Affronto i primi tiri di corda, i più impegnativi, secondo la relazione, con una certa prudenza ed arrampico piano ed in modo equilibrato, senza strappi e con movimenti controllati. In realtà il tratto impegnativo (o passaggio filtro, come viene chiamato in gergo) è più semplice del previsto e, una volta scaldati i muscoli, mi volto e scatto una serie di immagini a mia moglie che, senza fare la minima piega, arrampica con naturale eleganza.
La ex-strada militare che abbiamo percorso nell’avvicinamento si staglia a perpendicolo ormai sotto di noi sempre più piccola e l’ebbrezza di muoversi sul vuoto è controllata dall’esperienza e dalla gioia di ritrovarsi nell’ambiente prediletto.
Infatti man mano che saliamo lungo il percorso, sempre ottimamente attrezzato, appaiono tutte le cime della conca Ampezzana, ed oltre: dal potente Sorapiss alle piccole Cinque Torri, la lontana Civetta sino alla bianca Marmolada. Dopo circa un paio di ore che saliamo lungo i cavi, in perfetta tranquillità, e godendo di una giornata stupenda e mai troppo fredda, arriviamo al punto finale, costituito da un altopiano erboso a circa 2500 metri di quota, vero terrazzo che si affaccia sulla rosata Monument  Valley dolomitica: alle nostre spalle si snoda il favoloso e turrito Gruppo di Fanis. Ogni cima è un ricordo, un compagno diverso, un momento di vita passato insieme a questi sassi, cui doniamo un amore forse inutile ed insulso, ma che ci ha riempito le ore dell’esistenza.

Gli Alpini hanno compito un’opera notevole: non lontano dalla strada che porta al Passo e quindi con un accesso comodo, attraverso una vecchia strada militare risalente alla Prima Guerra Mondiale, hanno disegnato una Via Ferrata mai troppo difficile, diciamo di livello medio, ma che, con un tracciato logico ed elegante, si snoda su un pilastro laterale del gruppo del Lagazuoi, con un finale aereo che completa degnamente la salita. La discesa, attraverso un bel ghiaione rossastro, è di un’ora e mezza.

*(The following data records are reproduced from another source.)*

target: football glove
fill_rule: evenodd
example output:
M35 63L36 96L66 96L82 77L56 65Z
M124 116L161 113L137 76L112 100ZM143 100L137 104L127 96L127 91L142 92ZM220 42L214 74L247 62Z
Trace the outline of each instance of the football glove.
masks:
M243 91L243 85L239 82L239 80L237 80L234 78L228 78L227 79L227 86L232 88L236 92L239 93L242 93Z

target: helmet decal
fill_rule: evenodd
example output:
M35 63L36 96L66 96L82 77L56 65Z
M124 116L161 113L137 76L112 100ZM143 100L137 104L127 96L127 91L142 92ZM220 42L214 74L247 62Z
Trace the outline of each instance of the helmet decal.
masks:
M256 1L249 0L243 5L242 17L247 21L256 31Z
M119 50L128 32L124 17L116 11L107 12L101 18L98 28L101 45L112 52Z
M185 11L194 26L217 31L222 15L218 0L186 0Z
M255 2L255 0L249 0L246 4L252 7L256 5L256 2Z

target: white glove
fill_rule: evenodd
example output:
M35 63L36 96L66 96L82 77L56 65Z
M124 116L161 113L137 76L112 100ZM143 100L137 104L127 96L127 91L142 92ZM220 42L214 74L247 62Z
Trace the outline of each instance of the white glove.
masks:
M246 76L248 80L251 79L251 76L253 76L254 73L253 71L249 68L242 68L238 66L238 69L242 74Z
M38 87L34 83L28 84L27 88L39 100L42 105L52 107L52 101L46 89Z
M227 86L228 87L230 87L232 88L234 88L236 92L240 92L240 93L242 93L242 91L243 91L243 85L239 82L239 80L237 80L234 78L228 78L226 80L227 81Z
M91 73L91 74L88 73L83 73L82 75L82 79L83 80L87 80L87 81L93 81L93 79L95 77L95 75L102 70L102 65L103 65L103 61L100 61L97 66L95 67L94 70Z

La Contax mi ha seguito docilmente durante tutta la salita, ora in mano mia ora in mano a mia moglie: grazie all’autofocus e all’esposizione automatica, ho potuto maneggiarla con estrema disinvoltura. Una delle caratteristiche salienti del Sonnar è rappresentata dall’ottima leggibilità delle zone d’ombra, senza mai chiudere troppo l’esposizione, ma con un rapporto equilibrato con le zone di luce. Da considerare che, a causa delle dimensioni delle lenti, il piccolo Sonnar è afflitto da una discreta vignettatura, che non scompare neanche chiudendo il diaframma a f/8. Ho scattato anche diversi fotogrammi alla medesima inquadratura, perché il contrasto tra cielo e roccia poteva portare ad esposizioni diverse, privilegiando sempre il cielo per ottenere immagini opportunamente sature.
Trasmettere e tramandare l’emozione di una giornata perfetta: alla Contax non potevo chiedere di più.